Honestly, I was trying to avoid overselling fake moments, but I wanted to put the weight on the God storyline, with the pastor and the soup kitchen and the major, major difference in how our characters in this episode all view God and are dealing with God. I wanted to set up stuff that I felt would lend itself to the future episodes [in that way], but “Supernatural” keeps its secrets. I know a little bit; I just know barely more than you know. And you have a feeling, just being a part of it for 10 years, but this is the end, so I didn’t know how it was going to unfold and that information wasn’t shared with me. But there are setups and it is previewing what I think is some very heavy end-of-the-world type stuff [so] I need to get the audience thinking, “God may be watching this episode. God may be looking down on these circumstances and hearing these conversations. Is God speaking through our pastor? Maybe. Is God trying to put messages through Castiel to Dean? Maybe.” I don’t want to rule out anything, but I don’t want to oversell an abundance of false fronts to the audience, so I tried to keep it relevant and within the wheelhouse of “Supernatural,” which is, there is always a bigger story happening here.

Since lingering on actors’ faces was so important to this episode, what options did you actually have Misha throw out for what Cass needed to tell Dean in order to elicit a reaction from Jensen?

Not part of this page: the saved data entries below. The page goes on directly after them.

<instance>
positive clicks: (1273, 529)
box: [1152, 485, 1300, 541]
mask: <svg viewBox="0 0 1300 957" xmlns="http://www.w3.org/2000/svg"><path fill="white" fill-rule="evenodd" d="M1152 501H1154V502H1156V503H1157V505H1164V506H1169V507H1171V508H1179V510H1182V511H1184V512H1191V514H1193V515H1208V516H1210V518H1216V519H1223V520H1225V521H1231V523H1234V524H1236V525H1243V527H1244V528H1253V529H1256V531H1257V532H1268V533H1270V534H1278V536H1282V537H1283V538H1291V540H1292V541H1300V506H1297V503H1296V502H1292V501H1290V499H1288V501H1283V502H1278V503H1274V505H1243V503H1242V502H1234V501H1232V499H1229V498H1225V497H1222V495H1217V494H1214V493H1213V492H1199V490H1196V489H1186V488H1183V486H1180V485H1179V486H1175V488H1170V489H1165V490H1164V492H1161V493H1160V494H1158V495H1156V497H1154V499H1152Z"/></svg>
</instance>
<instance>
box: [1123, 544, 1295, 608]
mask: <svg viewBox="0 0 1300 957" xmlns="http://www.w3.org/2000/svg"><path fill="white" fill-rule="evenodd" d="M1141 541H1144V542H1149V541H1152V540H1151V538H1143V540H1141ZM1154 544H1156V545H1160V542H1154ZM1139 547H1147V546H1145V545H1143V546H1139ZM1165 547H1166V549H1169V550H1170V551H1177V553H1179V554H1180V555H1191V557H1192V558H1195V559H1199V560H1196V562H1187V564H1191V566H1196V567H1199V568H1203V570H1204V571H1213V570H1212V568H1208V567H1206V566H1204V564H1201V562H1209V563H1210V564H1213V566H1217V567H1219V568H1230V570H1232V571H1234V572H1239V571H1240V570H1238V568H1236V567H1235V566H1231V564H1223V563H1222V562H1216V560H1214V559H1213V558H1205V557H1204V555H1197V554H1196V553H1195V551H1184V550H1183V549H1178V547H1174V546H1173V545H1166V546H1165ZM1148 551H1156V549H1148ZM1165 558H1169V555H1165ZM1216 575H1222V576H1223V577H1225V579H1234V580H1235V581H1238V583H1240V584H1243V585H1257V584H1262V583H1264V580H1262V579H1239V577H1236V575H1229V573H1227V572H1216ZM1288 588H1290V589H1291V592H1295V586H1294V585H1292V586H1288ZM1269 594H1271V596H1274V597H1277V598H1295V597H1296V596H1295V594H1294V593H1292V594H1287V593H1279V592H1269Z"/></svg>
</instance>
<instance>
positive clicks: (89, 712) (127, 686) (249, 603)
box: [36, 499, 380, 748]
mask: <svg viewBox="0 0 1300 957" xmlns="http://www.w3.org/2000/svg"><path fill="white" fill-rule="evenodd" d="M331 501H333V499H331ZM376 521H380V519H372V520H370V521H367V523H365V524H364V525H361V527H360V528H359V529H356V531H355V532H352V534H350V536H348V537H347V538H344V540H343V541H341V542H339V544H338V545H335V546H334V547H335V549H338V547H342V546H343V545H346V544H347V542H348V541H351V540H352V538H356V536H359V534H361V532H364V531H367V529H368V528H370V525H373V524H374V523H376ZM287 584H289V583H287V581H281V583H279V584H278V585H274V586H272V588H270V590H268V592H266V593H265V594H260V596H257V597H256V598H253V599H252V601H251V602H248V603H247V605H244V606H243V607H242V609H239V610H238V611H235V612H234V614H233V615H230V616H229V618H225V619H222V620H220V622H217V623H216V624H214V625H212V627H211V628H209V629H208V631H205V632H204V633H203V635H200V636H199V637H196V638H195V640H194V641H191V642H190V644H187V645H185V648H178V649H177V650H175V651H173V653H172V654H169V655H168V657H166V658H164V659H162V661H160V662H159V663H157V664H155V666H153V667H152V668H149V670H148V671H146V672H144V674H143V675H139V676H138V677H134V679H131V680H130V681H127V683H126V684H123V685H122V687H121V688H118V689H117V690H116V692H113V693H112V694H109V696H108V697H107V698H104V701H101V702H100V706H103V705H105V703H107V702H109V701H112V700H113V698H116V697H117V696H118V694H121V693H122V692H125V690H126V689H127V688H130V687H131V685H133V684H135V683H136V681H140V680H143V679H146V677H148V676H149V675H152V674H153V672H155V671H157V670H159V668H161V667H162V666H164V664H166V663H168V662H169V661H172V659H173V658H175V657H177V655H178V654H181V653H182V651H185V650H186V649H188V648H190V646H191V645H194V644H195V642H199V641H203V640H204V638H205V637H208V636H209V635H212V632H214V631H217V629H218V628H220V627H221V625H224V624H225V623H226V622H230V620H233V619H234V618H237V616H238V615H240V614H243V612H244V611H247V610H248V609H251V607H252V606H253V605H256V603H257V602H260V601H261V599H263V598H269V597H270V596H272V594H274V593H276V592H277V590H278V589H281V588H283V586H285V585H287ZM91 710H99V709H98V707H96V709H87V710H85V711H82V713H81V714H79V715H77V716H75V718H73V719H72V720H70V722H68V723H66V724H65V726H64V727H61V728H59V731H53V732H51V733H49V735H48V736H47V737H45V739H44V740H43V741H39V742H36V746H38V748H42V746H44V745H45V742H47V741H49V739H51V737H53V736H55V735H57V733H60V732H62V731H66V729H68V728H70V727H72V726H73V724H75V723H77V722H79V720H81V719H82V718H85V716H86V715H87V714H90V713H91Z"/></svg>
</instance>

Listen, even if I did want Misha to say something, he would probably say whatever he wants. That sentence probably went something like, “Dean, I have something to tell you: This is the last shot and I’m going the eff home now.” Those guys are such pros that they can be within a moment and hop right out of that moment so well. I did tell Misha — I pushed him in a direction for that final scene and he didn’t want to go in the direction I was pushing him and we had a collaborative talk that ended up in what you see on the screen, and I think we both won. He had a take on it, I had a take on it and we met in the middle, and what you got was this actually terrified moment of Dean going, “Wait a minute, what’s going on?” and Cass going, “I don’t want to say to you what I have to say to you” and that’s where we ended up. There’s always the, “Oh I wish at the end of the episode I could shoot one more take and one more setup of Cass sitting on his hands and knees with Dean, and they’re emotional and you see what they’re going to say” — but that’s for next week!

“Supernatural” airs Thursdays at 8 p.m. on The CW.